Nearly A Dozen Sharks Found Swimming In New York Home's Basement

The sharks included the sandbar variety, a protected species.

It couldn’t have been fishier.

A recent search of a New York home’s basement led to the discovery of more than half a dozen sharks swimming inside of an above ground pool, conservation authorities announced Wednesday.

In all, seven live sandbar sharks, as well as two dead leopard sharks and one dead hammerhead shark, were found inside of the Lagrangeville property on Aug. 23. The home, roughly 75 miles north of New York City, was suspected of harboring illegal wildlife, the state’s Department of Environmental Conservation (DEC) said.

The animals, which were described as swimming in a 15-feet-diameter pool, were captured “with ease” before being measured, tagged and having their blood taken.
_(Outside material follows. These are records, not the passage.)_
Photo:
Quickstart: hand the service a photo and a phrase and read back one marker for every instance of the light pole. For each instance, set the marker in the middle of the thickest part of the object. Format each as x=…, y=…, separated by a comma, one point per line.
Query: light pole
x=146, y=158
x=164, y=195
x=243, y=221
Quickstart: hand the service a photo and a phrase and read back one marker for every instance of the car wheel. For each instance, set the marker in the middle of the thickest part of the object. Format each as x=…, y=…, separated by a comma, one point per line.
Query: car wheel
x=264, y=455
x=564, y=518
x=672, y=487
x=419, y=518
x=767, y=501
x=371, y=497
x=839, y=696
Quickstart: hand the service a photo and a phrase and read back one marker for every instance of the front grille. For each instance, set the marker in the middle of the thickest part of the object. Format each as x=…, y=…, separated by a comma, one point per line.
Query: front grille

They were then transported to the Long Island Aquarium in Riverhead, which shared updates on their condition Thursday.

“They are young and range from one and a half feet to probably just under four feet, so they are most likely all between one and three years old,” Darlene Puntillo, a spokeswoman for the aquarium, told HuffPost by email.

According to the DEC’s website, sandbar sharks, which are considered vulnerable to becoming endangered species, can grow up to 8 feet long.
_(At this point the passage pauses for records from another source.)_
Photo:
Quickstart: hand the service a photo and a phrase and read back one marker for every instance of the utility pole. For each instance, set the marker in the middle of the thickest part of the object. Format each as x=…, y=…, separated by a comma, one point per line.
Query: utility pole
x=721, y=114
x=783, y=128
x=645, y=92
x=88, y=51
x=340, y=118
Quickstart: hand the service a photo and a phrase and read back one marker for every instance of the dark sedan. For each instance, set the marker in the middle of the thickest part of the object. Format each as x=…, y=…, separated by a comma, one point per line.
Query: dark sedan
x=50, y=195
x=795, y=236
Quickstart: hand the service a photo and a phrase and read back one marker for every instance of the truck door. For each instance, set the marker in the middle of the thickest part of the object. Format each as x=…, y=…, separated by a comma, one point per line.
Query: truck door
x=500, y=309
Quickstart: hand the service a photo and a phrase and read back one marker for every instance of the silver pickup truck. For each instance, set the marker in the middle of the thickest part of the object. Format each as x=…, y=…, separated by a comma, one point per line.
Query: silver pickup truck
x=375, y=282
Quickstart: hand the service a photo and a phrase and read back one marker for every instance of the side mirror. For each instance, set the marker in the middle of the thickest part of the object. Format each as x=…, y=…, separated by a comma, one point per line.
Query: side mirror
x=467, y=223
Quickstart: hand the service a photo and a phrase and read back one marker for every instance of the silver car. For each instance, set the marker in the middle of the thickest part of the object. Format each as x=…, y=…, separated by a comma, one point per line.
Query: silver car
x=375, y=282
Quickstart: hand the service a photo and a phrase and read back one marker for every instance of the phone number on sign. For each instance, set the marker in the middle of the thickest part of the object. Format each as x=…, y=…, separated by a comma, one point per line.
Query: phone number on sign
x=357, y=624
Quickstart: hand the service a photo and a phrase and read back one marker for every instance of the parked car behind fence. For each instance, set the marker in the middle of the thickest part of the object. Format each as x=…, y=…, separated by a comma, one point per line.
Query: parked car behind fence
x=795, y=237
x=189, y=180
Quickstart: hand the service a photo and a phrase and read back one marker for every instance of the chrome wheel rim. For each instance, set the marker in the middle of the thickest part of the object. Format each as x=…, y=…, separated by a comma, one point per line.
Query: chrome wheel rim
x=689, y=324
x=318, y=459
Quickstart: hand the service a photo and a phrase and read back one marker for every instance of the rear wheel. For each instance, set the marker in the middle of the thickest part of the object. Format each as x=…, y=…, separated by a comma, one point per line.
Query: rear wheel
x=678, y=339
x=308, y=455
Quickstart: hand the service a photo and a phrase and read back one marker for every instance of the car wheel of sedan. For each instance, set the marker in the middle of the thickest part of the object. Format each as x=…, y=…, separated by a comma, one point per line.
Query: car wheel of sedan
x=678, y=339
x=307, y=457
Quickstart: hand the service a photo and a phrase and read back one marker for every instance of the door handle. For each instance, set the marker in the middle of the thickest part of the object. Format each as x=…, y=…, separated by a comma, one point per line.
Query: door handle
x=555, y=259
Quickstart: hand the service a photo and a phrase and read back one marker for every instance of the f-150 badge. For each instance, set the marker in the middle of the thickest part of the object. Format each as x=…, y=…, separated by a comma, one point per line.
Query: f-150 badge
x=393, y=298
More than half a dozen sharks are recovering at an aquarium after being found swimming in a pool inside of a New York home's basement.
More than half a dozen sharks are recovering at an aquarium after being found swimming in a pool inside of a New York home's basement.
New York State Department of Environmental Conservation

Though the sandbar sharks were found to be in good condition, they were “not in good health due to the conditions in which they were found and the transport they initially went through,” Puntillo said.

“They are doing great under our aquarist’s care. They are all eating and swimming well and our caregivers are target training them (which means the sharks will learn to come up to the surface to be fed) so that they can more closely monitor how much each animal is eating,” she said.

A video posted on the aquarium’s Twitter page on Thursday showed the sharks swimming around a quarantined pool.

Though authorities don’t know all of the details behind the sharks’ placement in the home, Puntillo said that they’re believed to have been sold as exotic pets, which is illegal.

Though no charges have been filed, authorities said the case remains under investigation.

As unusual as the story may sound, it’s not the first time the Long Island Aquarium has taken in confiscated animals. About 15 years ago, the aquarium took in African penguins after they were smuggled into the country and apprehended at New York City’s JFK airport, Puntillo said.